Despite a military accident during the war that led to the loss of his right hand, he completed his diploma studies in civil engineering at ETH Zurich in 1949, thereafter working as a personal assistant to Professor Eugen Meyer-Peter, who was the director of the Versuchsanstalt für Wasser und Erdbau (VAWE). He was particularly proud of his opportunity to contribute to the building of many major earth and concrete dams in the Alps at this time, which eventually provided many practical examples for his later activities as a university professor.

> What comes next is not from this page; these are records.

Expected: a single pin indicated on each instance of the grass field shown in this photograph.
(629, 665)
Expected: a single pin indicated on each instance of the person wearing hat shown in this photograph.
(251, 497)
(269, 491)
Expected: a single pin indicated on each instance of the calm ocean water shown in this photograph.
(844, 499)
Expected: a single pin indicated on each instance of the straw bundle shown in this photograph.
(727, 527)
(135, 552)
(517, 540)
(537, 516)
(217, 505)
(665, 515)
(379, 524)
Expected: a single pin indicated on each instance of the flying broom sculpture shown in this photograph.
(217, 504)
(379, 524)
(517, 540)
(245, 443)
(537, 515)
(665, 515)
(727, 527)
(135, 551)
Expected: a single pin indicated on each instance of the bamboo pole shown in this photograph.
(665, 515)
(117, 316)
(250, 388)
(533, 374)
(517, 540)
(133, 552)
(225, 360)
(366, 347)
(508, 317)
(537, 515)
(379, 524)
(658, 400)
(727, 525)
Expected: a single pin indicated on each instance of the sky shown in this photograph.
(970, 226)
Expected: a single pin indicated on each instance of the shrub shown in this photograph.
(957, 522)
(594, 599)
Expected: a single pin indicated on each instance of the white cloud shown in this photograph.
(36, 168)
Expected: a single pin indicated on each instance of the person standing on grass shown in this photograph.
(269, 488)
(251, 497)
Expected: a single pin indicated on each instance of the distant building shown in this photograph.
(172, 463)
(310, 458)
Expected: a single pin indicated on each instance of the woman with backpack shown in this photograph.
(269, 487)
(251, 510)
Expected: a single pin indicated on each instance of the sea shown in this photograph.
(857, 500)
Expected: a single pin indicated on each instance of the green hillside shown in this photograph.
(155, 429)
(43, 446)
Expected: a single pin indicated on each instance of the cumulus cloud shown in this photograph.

He visited the former ETH Zurich doctoral researcher and current director, Laurits Bjerrum, at NGI (Norwegian Geotechnical Institute) from 1954 to 1956. There he widened his knowledge of soil mechanics and extended his network of international colleagues, including Professor Nilmar Janbu, who described him as a valued member of the international NGI family.

Returning to the VAWE in Zurich as an employee, he completed his doctoral thesis, Die Bestimmung der Scherfestigkeit strukturempfindlicher Böden unter besonderer Berücksichtigung der Seekreide (‘The determination of shear strength of sensitive soils, in particular of seekreide'—a fine-grained carbonate soil, deposited under lacustrine conditions).

Subsequently he taught and researched in Zurich until his retirement in 1989, broken only by a brief sabbatical in 1965 in the United States. He became a titular professor (professor ad hominem) in 1968 on account of his successful efforts in uniting the main areas of his responsibilities through excellent contributions as a teacher in reinventing Swiss soil mechanics and exposing the students to the benefits of his latest research, which had been enriched through his work as an expert for major projects. More latterly these included the extensive development of the enviable Swiss national road network, and the material response of soft and sensitive soils and rocks, including ‘Bünderschiefer'. His textbook, co-written with his colleague Professor Hans Jürgen Lang, Bodenmechanik und Grundbau, was known colloquially as ‘Lang & Huder' or ‘Das rote Bibel', and remains today a highly-rated soil mechanics textbook in the German-speaking world.

He was further promoted to Associate (Extraordinary) Professor in 1971 and to Full (Ordinary) Professor in 1977, becoming president of the Swiss Society for Soil and Rock Mechanics (SGBF) from 1978 to 1984. During his retirement he was a regular visitor to the Institute for Geotechnical Engineering, sharing with this correspondent stories of past design and construction challenges, as well as the mysteries of the behaviour of frozen soils. He is sorely missed.